HARARE – Loans and advances in the microfinance sector increased nine percent from $272,95 million in March 2018, to close June at $297,52, the Reserve Bank of Zimbabwe (RBZ) said.
In its report for the quarter to June 2018, the central bank said total assets for the sector grew by 14,38 percent from $360,46 million in March to $412,30 million as portfolio quality deteriorated.
“Portfolio quality for the sector, however, deteriorated over the quarter as reflected by the average industry portfolio at risk (PaR) ratio which deteriorated from 9,55 percent as at March 31, 2018, to 10,5 as at June 30, 2018,” the apex bank said.
Deposit-taking microfinance institutions (DTMFIs) registered a 29,59 percent increase in deposits from $11,84 million as at March 31, 2018, to $15,34 million as at June 30, 2018.

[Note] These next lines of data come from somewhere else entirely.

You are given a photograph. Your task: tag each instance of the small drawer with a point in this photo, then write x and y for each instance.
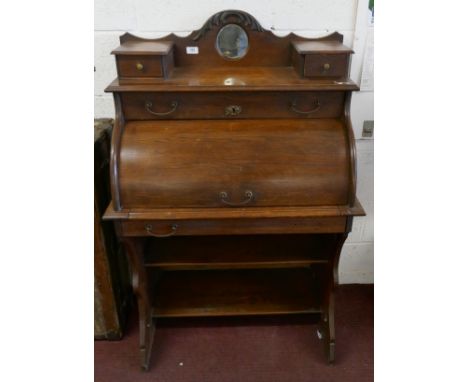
(140, 66)
(144, 60)
(166, 228)
(326, 65)
(232, 105)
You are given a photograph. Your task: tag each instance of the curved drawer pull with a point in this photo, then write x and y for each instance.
(224, 195)
(149, 228)
(232, 110)
(293, 108)
(149, 105)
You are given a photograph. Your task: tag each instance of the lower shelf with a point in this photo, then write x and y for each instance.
(236, 292)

“The sector’s net profitability remained relatively stable over the period ended 30 June 2018, compared to the corresponding period ended 30 June 2017, as reflected by a marginal decrease in after tax profit from $13,98 million for the half-year ending 30 June 2017, to $13,67 million for the half year ending 30 June 2018.
“The decline is largely attributed to unsustainably high cost structures at some of the microfinanciers and the increased provisions for the nonperforming loans at a number of microfinanciers,” said RBZ
During the period under review, the microfinance sector remained operationally viable with an average Operational Self-Sufficiency (OSS) ratio of 154,76 percent as at June 30, 2018 up from 150,49 percent as at June 30, 2017.

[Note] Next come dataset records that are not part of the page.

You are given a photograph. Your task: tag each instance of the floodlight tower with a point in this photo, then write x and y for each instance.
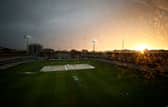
(94, 45)
(27, 40)
(123, 44)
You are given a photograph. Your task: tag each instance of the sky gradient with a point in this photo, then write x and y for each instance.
(73, 24)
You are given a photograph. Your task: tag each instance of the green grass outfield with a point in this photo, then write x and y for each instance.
(107, 86)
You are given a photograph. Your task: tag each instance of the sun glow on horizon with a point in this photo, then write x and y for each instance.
(141, 47)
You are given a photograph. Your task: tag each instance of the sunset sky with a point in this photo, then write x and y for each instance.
(73, 24)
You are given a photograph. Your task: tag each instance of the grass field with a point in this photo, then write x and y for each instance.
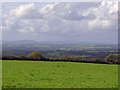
(40, 74)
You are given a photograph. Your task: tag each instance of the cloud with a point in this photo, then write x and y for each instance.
(27, 11)
(63, 19)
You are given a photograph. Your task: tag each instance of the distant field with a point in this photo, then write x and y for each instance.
(40, 74)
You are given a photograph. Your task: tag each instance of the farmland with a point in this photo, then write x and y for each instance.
(41, 74)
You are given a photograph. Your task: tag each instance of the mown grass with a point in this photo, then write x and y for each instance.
(40, 74)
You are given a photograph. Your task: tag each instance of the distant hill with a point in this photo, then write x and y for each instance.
(45, 42)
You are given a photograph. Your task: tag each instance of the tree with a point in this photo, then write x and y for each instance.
(35, 55)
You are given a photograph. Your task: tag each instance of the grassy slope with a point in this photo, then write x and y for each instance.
(40, 74)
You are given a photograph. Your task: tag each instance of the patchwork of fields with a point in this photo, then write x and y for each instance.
(40, 74)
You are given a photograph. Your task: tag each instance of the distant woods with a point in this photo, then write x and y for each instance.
(37, 56)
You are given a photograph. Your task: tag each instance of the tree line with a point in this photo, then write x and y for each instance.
(37, 56)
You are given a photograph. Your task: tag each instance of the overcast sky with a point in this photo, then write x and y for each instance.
(89, 22)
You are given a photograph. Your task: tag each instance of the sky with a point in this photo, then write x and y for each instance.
(60, 21)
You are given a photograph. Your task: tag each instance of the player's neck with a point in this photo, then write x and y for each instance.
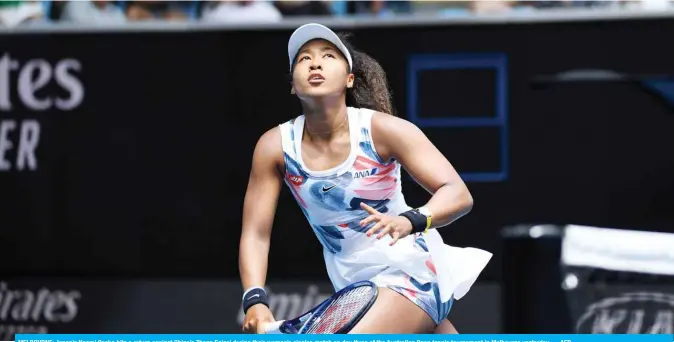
(323, 121)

The sector also recorded a growth in total deposits, largely due to aggressive deposit mobilisation by some deposit-taking microfinance institutions.
“Time deposits constituted 75,20 percent of total DTMFIs deposits of $15,34 million as at June 30, 2018. The subsector recorded a 17,62 percent increase in the number of savings accounts from 8,668 as at March 31, 2018, to 10,202 as at June 30, 2018,” the report said.

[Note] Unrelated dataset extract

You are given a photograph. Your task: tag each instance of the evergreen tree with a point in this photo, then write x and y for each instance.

However, the limited funding base continues to militate against the microfinance sector’s ability to underwrite more meaningful business as evidenced by the size of the sector’s loan book, which has remained suboptimal over the years.
“Aggregate equity decreased by 3,75 percent from $143,53 million as at March 31, 2018, to $138,15 million as at June 30, 2018.
“The decline in the industry equity was largely attributed to losses recorded by some microfinanciers, and failure by other microfinanciers to attract meaningful investment into the sector,” said RBZ.
As at June 30, 2018, a total of 183 institutions out of 190 credit-only microfinance institutions, were compliant with the minimum capital requirement of $20 000, while five out of six DTMFIs were compliant with the regulatory capital requirement of $5 million.
Seven credit-only microfinance institutions had capital levels below the prescribed minimum capital of $20 000 largely due to losses recorded during the review period.